### Merge daily dataframes to one single dataframe

In [1]:
# Imports
import pandas as pd
import pickle

In [2]:
# Define the date range
start_date = '2022-10-31'
end_date = '2023-03-12'

# Create a list of dates in YYYY-MM-DD format
dates = pd.date_range(start_date, end_date).strftime("%Y-%m-%d").tolist()
print(f"{len(dates)} dates included ({start_date} to {end_date}).")

133 dates included (2022-10-31 to 2023-03-12).


In [3]:
# Loop through the dates and read the pickle files. Each pickle file contains a list of dictionaries, each dictionary contains the details of one route.
processed_list = []
missing = 0
for date in dates:
    # Read the pickle for each date. It contains a list of dictionaries, each dictionary contains the details of one harbor combination.
    try:
        with open(f'../pickles/msc_daily_v2/connections_{date}.pickle', 'rb') as f:
            results_list = pickle.load(f)
    except:
        missing += 1
        print(f"Data for {date} missing!")

    # Unpack the list of dictionaries. Each dictionary contains the details of one route. The "Key" key contains another dictionary with the route details. Flatten it into the main dictionary.

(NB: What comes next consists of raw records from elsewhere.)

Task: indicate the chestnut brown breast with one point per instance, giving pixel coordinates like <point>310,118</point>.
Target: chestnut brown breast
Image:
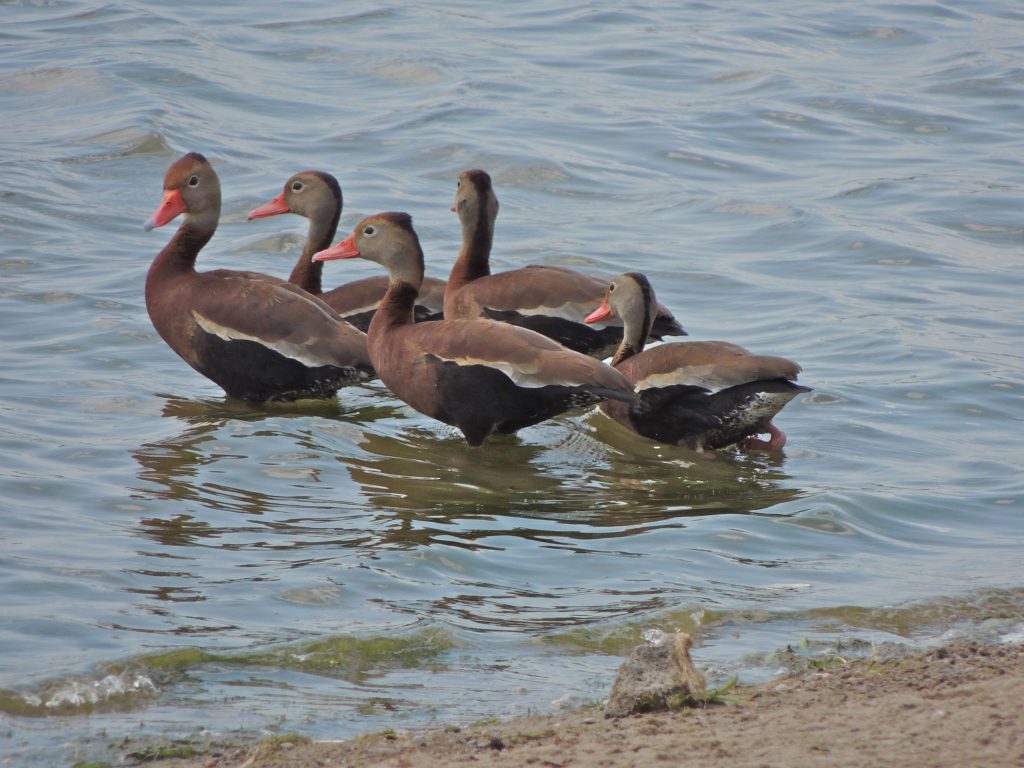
<point>317,197</point>
<point>257,337</point>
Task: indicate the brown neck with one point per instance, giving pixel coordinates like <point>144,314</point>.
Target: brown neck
<point>626,350</point>
<point>474,258</point>
<point>307,273</point>
<point>635,332</point>
<point>395,308</point>
<point>178,256</point>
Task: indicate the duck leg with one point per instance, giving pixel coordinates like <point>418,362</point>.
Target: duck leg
<point>775,441</point>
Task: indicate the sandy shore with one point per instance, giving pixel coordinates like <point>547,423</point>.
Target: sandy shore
<point>956,706</point>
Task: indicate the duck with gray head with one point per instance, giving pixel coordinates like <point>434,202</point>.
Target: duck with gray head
<point>479,375</point>
<point>551,300</point>
<point>316,197</point>
<point>257,337</point>
<point>701,394</point>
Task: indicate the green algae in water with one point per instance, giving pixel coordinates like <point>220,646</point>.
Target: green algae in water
<point>132,684</point>
<point>353,658</point>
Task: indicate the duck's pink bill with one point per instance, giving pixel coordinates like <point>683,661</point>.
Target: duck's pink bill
<point>344,250</point>
<point>273,208</point>
<point>602,312</point>
<point>173,205</point>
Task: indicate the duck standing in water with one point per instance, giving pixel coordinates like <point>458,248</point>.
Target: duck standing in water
<point>551,300</point>
<point>257,337</point>
<point>479,375</point>
<point>316,197</point>
<point>701,394</point>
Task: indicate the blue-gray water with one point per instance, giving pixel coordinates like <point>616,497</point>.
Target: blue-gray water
<point>838,183</point>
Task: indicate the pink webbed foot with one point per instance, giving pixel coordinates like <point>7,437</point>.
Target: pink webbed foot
<point>775,441</point>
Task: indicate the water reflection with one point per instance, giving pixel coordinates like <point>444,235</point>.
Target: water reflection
<point>588,479</point>
<point>416,485</point>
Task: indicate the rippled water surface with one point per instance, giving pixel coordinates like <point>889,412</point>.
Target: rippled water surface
<point>837,183</point>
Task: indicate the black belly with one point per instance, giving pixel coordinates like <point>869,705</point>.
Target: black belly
<point>699,419</point>
<point>481,400</point>
<point>250,371</point>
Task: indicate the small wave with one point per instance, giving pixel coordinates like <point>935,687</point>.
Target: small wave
<point>116,690</point>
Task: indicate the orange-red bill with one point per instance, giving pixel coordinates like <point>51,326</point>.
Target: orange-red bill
<point>172,206</point>
<point>344,250</point>
<point>602,312</point>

Put the new items at the beginning of the dictionary.
    for result in results_list:
        # Flatten the information in the "Keys" dictionary.
        result = (result['Key'] | result)
        result.pop('Key')

        # Create a dictionary with the details that's identical for all routes in the list.
        non_route_specific_results = result.copy()
        non_route_specific_results.pop("Routes")

        # Loop through the list of routes, create a new dictionary for each route and append it to the list.
        routes_details_list = result['Routes']
        for route in routes_details_list:
            # Merge the non-route-specific details with the route-specific details.
            new_dict = non_route_specific_results.copy()
            new_dict["NumberOfLegs"] = len(route["RouteScheduleLegDetails"])
            new_dict = (new_dict | route)
            new_dict["ScrapingDate"] = date
            processed_list.append(new_dict)

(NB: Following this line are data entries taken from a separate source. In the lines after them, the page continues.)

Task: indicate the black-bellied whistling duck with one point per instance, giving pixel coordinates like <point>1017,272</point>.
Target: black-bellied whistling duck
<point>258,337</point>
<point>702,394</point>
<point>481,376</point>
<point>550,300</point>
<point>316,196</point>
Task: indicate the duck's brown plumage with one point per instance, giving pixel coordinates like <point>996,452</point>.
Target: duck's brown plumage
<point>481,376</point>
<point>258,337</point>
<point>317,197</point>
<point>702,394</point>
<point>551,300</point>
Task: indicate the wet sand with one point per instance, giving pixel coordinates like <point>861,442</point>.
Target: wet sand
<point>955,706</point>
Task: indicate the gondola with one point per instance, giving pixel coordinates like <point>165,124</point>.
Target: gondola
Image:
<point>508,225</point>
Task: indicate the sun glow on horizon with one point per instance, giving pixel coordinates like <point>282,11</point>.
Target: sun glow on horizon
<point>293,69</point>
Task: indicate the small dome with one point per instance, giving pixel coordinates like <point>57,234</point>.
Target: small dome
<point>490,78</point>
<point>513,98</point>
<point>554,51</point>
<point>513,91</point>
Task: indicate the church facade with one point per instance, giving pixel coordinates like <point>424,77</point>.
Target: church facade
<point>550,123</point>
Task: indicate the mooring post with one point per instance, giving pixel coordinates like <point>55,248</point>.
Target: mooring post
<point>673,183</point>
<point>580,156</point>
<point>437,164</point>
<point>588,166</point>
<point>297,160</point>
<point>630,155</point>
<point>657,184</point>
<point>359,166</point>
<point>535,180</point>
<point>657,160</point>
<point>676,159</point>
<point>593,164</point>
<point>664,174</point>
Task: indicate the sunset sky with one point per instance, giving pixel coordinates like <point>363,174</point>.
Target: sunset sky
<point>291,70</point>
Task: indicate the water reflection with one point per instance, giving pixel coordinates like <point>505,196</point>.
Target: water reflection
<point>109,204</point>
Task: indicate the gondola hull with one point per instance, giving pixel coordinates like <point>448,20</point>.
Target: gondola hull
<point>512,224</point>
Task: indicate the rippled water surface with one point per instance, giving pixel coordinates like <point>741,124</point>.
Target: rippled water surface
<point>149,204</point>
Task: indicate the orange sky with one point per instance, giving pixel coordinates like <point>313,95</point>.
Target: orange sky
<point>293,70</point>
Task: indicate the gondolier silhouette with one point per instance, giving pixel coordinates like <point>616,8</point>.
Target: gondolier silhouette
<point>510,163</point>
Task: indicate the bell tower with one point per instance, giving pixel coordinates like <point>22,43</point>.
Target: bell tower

Data for 2022-11-10 missing!
Data for 2022-11-23 missing!
Data for 2022-11-24 missing!
Data for 2022-11-25 missing!
Data for 2022-11-26 missing!
Data for 2022-11-27 missing!
Data for 2022-11-28 missing!
Data for 2022-12-14 missing!
Data for 2023-02-07 missing!
Data for 2023-03-09 missing!


In [4]:
# Create a dataframe from the list of dictionaries
df = pd.DataFrame(processed_list)

# Move the second last and third last columns to the beginning of the dataframe
cols = df.columns.tolist()
cols = [cols[-1]] + cols[-3:-1] + cols[:-3]
df = df[cols]

print(f"Total number of routes: {len(df)}, spread over {len(dates)-missing} days.")

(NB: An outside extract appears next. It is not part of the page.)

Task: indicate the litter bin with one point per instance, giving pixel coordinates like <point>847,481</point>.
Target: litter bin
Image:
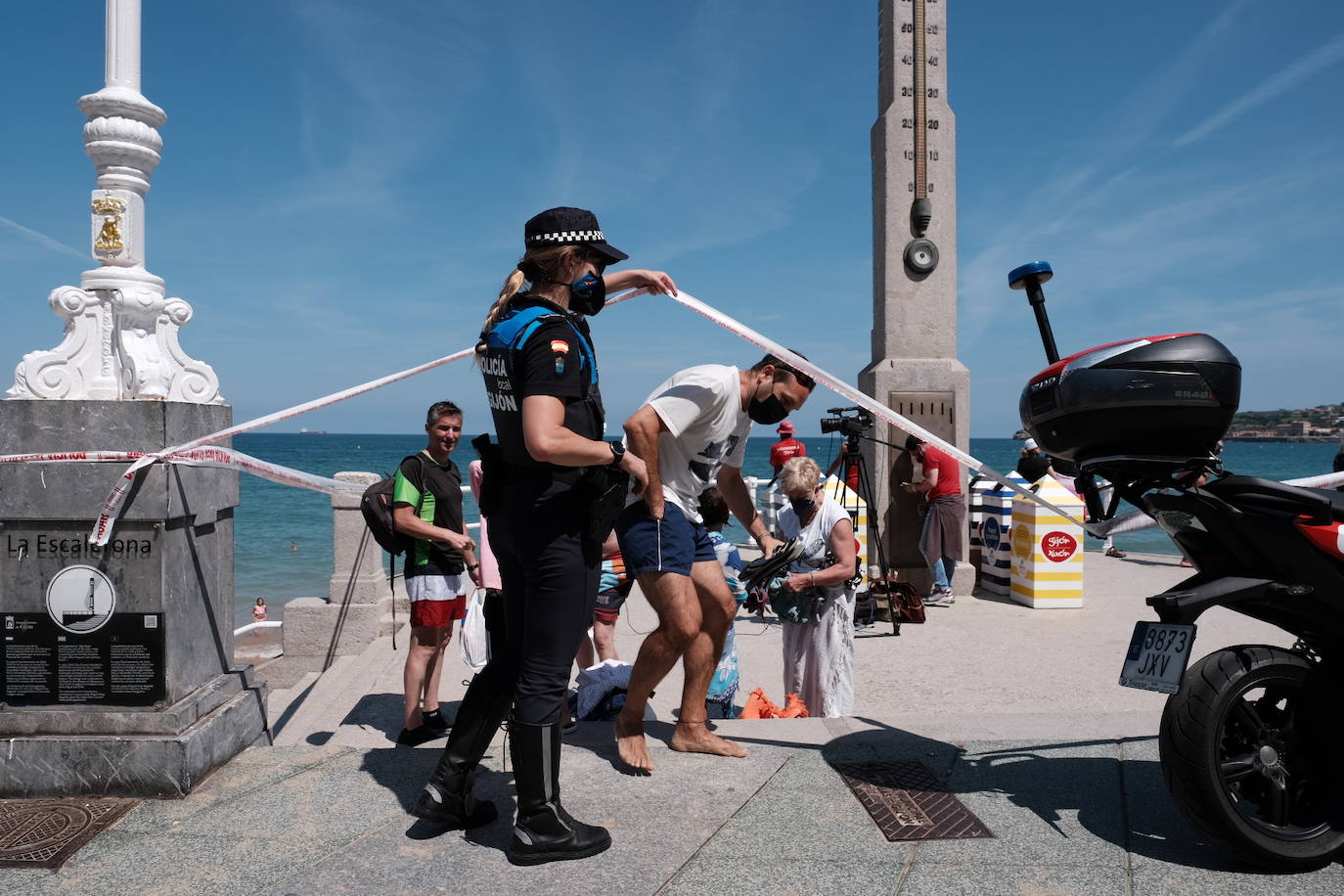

# Assign the optimal data types to the columns.
df = df.convert_dtypes()

# Drop rows which are identical, except for the ScrapingDate column.
rows_before = len(df)
columns_to_check = [col for col in df.columns.to_list() if col not in ["ScrapingDate", "CutOffs", "RouteScheduleLegDetails"]]

df = df.drop_duplicates(subset=columns_to_check, keep='first')

# Print the number of identical rows dropped.
print(f"{rows_before - len(df)} identical rows dropped, {1-(len(df)/rows_before):.2%} of the total number of rows.")

Total number of routes: 126918, spread over 123 days.
54296 identical rows dropped, 42.78% of the total number of rows.


In [5]:
# Save the dataframe to a pickle file.
filename = "msc_v2_connections_combined"
df.to_pickle(f"../pickles/{filename}.pickle")
df.to_csv(f"../data/{filename}.csv")